While using this data, I quickly realized mirroring Riot’s structure made it hard for me to do analysis. For example, items were in fields numbered from 0 to 6 and not their own table, which means that finding a specific item required me to query on 7 fields. This made for very heavy and inefficient SQL queries. And since the champion name was dissociated from a player’s stats, I was constantly joining tables with the same primary keys, which doesn’t make a lot of sense.
But I pushed onward, because I wanted to show my worth to the team and quickly deliver actionable data. A data scientist lives and dies by his credibility, and I think it’s important to not get lost in your infrastructure and force yourself to deliver usable information to your team regularly so they understand you’re not JUST getting angry at your computer all the time.
In particular, I spent some time time analyzing the marksmen items changes that came in patch 9.3, using a simple machine learning algorithm to find optimized marksmen builds. I won’t delve into much details here as it will be the focus of my second blog post, but let’s just say I was responsible for this Kobbe build.
Data reliability and Esports #
Very fast, I realized the API data wasn’t entirely reliable. The API flags players with a role, and it is wrong more than 30% of the time. Furthermore, the API uses this data to define CS and XP differentials, so those numbers were unreliable too. I quickly decided to not make use of this data in any of my reports, but kept thinking about ways to fix this crucial information. Spoiler alert, this will be blog post #4.
I was also tasked with including data about esports games in the database, as those are very important for coaches.
Unfortunately, the esports API is not gifted with the same kind of support than the ranked one. There is a pretty comprehensive unofficial documentation, but even with it it is still pretty hard to make use of it. I quickly gave up including any extra data for my first implementation, and just used my existing structure on a new database to save individual esports games.
Once again, providing quick results was key in cementing myself as a useful member of the team, but I already knew I would have to make a second pass on the data structure.
Current solution #
After finishing development of scripts to serve data to the team, I decided to re-start the whole development from scratch!
Current database structure
I really want to stress how important it was for me to start by prototyping and get a feel for my work flow to better understand the tools at my disposal. A month ago, I had no clue about anything Python or SQL related, but directly using those tools and forcing myself to provide results helped me improve fast.
This time, I started by choosing the right data structure for the information I was storing, then cast Riot’s JSON to it. Since ranked and esports games have very similar structure, I created abstract classes for common fields and methods. I also did some test driven development to make sure I knew where I was going.
I used SQL Alchemy to represent all the tables and their relationships for easy querying in Python.
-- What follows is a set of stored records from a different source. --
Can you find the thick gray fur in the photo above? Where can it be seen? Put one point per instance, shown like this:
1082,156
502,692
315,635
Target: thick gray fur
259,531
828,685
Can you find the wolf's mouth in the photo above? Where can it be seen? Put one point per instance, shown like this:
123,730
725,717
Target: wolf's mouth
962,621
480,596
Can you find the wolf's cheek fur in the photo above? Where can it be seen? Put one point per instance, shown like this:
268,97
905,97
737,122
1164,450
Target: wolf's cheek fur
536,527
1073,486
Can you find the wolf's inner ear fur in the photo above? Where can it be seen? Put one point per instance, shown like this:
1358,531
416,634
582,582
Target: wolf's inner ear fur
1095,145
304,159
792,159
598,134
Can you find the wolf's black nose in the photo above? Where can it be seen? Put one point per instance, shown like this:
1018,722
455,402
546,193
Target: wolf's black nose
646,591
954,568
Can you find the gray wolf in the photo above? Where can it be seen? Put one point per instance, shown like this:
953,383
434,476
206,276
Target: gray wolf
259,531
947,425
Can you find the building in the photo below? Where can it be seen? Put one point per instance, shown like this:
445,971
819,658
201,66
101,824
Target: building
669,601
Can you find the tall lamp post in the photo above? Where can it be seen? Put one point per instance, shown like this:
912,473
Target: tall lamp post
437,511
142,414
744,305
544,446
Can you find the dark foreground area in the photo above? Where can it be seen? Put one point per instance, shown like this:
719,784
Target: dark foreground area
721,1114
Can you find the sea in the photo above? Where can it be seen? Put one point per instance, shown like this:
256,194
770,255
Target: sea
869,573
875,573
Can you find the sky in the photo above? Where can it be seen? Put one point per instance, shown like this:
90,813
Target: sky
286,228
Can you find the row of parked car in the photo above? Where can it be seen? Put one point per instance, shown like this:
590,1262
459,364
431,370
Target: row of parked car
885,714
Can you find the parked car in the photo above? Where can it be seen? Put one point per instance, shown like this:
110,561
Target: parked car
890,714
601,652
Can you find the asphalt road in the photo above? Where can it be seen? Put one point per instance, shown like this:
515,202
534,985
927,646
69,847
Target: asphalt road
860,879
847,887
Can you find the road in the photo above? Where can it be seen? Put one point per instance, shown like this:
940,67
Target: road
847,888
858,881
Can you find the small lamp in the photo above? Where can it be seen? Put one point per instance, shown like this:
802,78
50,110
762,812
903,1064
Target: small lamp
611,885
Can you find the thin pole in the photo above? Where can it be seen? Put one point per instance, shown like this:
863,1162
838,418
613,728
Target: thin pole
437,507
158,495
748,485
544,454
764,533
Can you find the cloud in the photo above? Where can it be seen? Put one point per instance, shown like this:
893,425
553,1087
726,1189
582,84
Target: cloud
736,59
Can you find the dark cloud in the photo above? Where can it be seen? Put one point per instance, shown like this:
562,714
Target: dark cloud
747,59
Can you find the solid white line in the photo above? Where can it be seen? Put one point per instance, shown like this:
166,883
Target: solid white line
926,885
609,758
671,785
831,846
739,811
After creating a query with SQL Alchemy, it is painless to use it as a table with the pandas.read_sql() method.
Having full control over the process, I found a lot of optimizations for my parser and brought the speed from 30 games parsed a minute up to 180.
Here are the tools I use currently:
- PyCharm as my IDE
- SQL as my database
- Sequel Pro as my MySQL database viewer
- SQL Alchemy as the way to retrieve data
- Pandas as my module to handle tables and perform data analysis
- AWS as my server provider (which involves basic Bash knowledge)
- Git as my version control system
If you are interested in video games and data science, just jump in! Learning those tools will come with using them to extract data that’s meaningful to you. There is no better teacher than experimentation.
On my side, my next blog posts will be focused on using machine learning to solve esports-related problems. I already had two very interesting projects, and those will be the theme of my next posts!